Firefighter Andrew Hensley, whose brother is a staff sergeant about to leave on a fourth deployment to the Middle East, said “thank you” seemed inadequate. “I think about your sacrifice in going off without expectation of recognition to fight for me and my family. It is just such an honor to stand in front of a room full of uniforms drenched in honor.”
The program proceeded through patriotic songs by the Payson Choral Society and skits by high school students.
Near the end, the program delivered another moment that made many of the veterans struggle for control, during the performance of 17 members of the Payson Children’s Theater Choral Group.
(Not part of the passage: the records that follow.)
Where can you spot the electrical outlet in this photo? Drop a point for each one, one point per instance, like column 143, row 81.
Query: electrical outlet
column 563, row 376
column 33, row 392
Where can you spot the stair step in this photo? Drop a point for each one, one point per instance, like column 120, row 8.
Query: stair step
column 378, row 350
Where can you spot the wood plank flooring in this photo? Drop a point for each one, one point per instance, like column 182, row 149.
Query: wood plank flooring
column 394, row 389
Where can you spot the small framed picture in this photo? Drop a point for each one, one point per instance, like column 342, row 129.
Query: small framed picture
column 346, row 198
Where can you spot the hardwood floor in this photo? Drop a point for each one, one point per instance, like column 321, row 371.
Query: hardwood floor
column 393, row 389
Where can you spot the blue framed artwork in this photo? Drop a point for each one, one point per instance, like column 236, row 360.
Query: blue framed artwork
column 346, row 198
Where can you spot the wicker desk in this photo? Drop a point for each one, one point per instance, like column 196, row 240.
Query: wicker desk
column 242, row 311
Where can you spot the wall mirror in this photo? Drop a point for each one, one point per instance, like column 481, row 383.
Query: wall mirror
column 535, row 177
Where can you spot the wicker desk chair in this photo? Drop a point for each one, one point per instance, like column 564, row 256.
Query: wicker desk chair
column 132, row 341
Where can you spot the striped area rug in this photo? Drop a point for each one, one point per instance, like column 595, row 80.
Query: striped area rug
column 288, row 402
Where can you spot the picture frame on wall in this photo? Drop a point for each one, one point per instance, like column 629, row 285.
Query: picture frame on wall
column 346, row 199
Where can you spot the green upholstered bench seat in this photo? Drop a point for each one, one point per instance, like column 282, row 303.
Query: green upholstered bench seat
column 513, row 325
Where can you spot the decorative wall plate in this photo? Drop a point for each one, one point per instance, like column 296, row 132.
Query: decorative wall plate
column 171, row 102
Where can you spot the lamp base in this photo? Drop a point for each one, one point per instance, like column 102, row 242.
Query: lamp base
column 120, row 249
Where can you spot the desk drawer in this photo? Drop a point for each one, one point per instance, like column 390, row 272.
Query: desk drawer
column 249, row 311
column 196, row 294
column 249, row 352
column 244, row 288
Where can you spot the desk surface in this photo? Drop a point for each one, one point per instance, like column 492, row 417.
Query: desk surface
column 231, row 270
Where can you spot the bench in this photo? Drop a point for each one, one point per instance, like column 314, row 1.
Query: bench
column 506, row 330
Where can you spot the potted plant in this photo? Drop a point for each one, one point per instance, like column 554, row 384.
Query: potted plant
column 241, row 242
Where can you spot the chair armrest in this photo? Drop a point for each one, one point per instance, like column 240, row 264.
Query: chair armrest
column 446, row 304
The children warbled through a series of patriotic songs, with lines like “they gave their life, they gave their all,” their voices pure as apprentice angels floating out over the roomful of silent veterans, each with their store of grief and memories.
They fought for one another, of course. That’s what most combat veterans will say when pressed for an explanation of why they stay in the gun turret as the Kamikaze plane bears down and/or pack their bags for the fourth trip to Afghanistan. They fight for their friends in the foxhole. But judging by the tears that flowed as the children sang, they fought also for those upturned faces. Perhaps they hoped that those children will never come to understand precisely what they saw, what they did.
So the tyke dressed as Uncle Sam with a cotton beard did an adorably jerky dance as the combat veterans laughed and sniffled. Individuals in the audience had landed at Normandy, dropped grenades into the tunnels of Iwo Jima, dashed across the deck of the legendary USS Enterprise at Midway, Guadalcanal and Leyte Gulf, escaped the frozen death of North Korea’s Chosin Reservoir although surrounded by 60,000 Chinese troops and collected three Purple Hearts in Vietnam.
Now they grinned and glistened and clapped as the children danced and cooed: “I will remember, that freedom isn’t free.”